We've already sold half of Spooky's
Alabaster: Pale Horse pendants, and my thanks to everyone who bought one yesterday. Only three remain. Originally, the money was to go towards getting me a new iPod to replace dear, departed Inara. However, now the proceeds from the pendants can go to other expenses, as the postman brought me a new iPod yesterday (as yet unnamed). My grateful thanks to Sara Hiat for such a generous gift.
Cold, sunny, and it looks as if they've put the snow back in the forecast.

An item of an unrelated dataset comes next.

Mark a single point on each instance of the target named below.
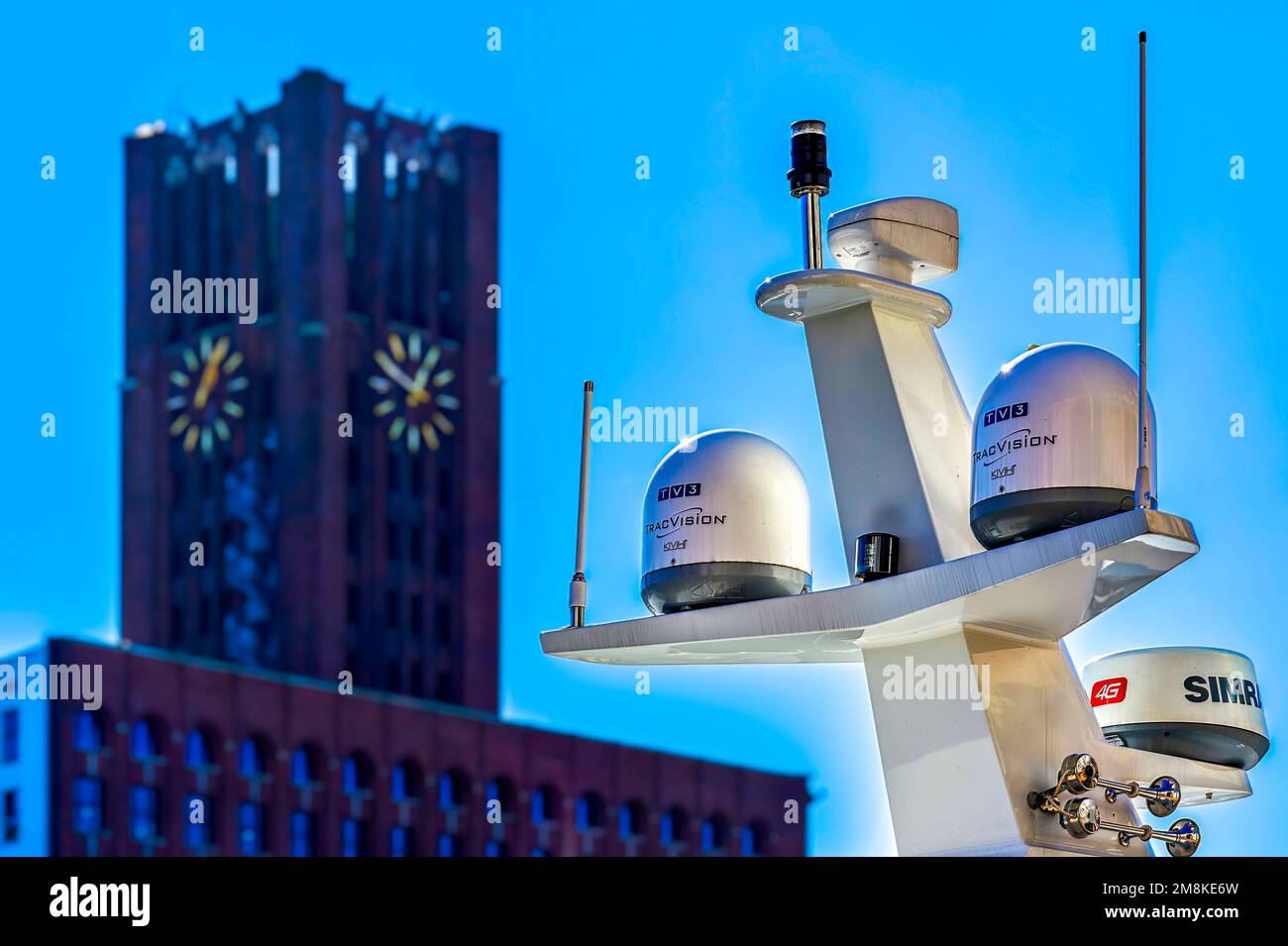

Yesterday I wrote 1,001 words on Cherry Bomb. It was a somewhat surreal afternoon, sitting here wrestling with the words needed to write a conversation between a talking seagull and a naked "werepire" (bathing in the fountain at
City Hall Park in Manhattan). On the one hand, my intention is to write a novel as least as good as the first two, and, I hope, better. On the other, this book's motto is "We can fix it in post." I have declared this novel to be "SplatterRom." But. This month I also have to write a story for
Sirenia Digest #97 and my story for
Neil Clarke's Upgraded: A Cyborg's Cyborg Anthology. I've actually considered opening comments to suggestions for a cyborg story. As in, provide a single sentence that could become the story.
And speaking of
Pink Delicious, the reviewer for Library Journal writes:
Siobhan Quinn-but really, you better just call her Quinn-returns in a second helping of blood-soaked mayhem (after 2013's Blood Oranges). The half-werewolf, half-vampire ex-junkie is still working for Mr. B., who wants her to look for the missing daughter of a wealthy necromancer. The job puts her in the middle of a dispute between two demonic interdimensional beings who both want to possess a rare artifact. VERDICT Kiernan (The Drowning Girl) once again assumes her pen name to bring us an obscene homage to The Maltese Falcon. The pace is fast, the language is profane, and while Quinn is a bundle of bad habits, she is absolutely entertaining.
Yesterday, Kathryn chipped the car out of the glacier our driveway has become, and we ventured over the river. At East Side Market, we bumped into Hazel Hill and Daniel Gorringe. Back home, we had pizza and watched the Olympics' opening ceremonies.